Michael Tubbs on universal basic income: ‘The issue with poverty is a lack of cash’ – The Guardian

“Only a few policy ideas have the potential to disrupt the racial wealth gap or poverty. Universal basic income (UBI) is one of them. But its promise depends on how it’s presented, its design, and the public narrative. In various guises, UBI has gained attention in policy circles, and field demonstrations have been mounted worldwide. It is variously framed by conservatives as a cost-saving alternative to welfare, by progressives as a poverty remedy that frees vulnerable workers from exploitative employment, and by some as a hedge against automation. And though various UBI schemes differ in their details, all provide unconditional money to participants, with no work requirements or limitations on how the funds may be used. This model is markedly different from contemporary US welfare programs, which tend to have strict requirements and limitations.

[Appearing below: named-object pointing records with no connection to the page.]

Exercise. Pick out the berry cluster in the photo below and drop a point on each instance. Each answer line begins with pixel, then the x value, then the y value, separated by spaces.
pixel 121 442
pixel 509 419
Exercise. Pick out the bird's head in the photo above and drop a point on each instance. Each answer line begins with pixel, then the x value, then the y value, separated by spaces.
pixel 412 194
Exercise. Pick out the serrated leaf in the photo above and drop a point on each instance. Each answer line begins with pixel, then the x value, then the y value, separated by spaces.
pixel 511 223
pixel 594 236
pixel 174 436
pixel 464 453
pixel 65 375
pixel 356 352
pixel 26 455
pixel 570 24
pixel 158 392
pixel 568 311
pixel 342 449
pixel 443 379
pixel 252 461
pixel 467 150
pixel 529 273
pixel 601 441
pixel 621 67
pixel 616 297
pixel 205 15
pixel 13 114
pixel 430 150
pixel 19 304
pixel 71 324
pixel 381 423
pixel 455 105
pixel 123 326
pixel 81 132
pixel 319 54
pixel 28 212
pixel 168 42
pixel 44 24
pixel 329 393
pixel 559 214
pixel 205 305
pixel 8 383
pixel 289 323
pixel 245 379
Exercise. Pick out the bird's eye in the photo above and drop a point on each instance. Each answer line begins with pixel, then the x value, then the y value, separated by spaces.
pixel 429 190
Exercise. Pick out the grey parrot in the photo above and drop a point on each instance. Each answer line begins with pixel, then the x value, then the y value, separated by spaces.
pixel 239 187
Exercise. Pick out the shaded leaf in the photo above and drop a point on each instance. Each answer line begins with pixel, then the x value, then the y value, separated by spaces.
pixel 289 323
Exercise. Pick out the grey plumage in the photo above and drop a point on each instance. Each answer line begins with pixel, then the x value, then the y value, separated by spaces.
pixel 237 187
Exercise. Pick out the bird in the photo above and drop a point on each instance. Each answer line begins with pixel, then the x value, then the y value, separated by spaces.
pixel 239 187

That’s why the UBI field pilot in Stockton, California, a diverse community with high rates of poverty and racial income disparities, is so intriguing. Although the robots are not closing in on Stockton, Mayor Michael Tubbs has brought in the nation’s first city-led guaranteed income initiative, supported entirely by philanthropic resources. Approximately 130 residents, selected from neighborhoods across Stockton where the medium income was at or below $46,033, will receive $500 a month over 18 months, no strings attached. An expert team is investigating all sorts of potential outcomes from work effort to health, civic engagement to financial wellbeing. Implicit in Stockton’s pilot is the idea that individuals can be trusted to make the best financial decisions for themselves and their families, a controversial idea with the capacity to address deep-rooted racial and economic inequalities.”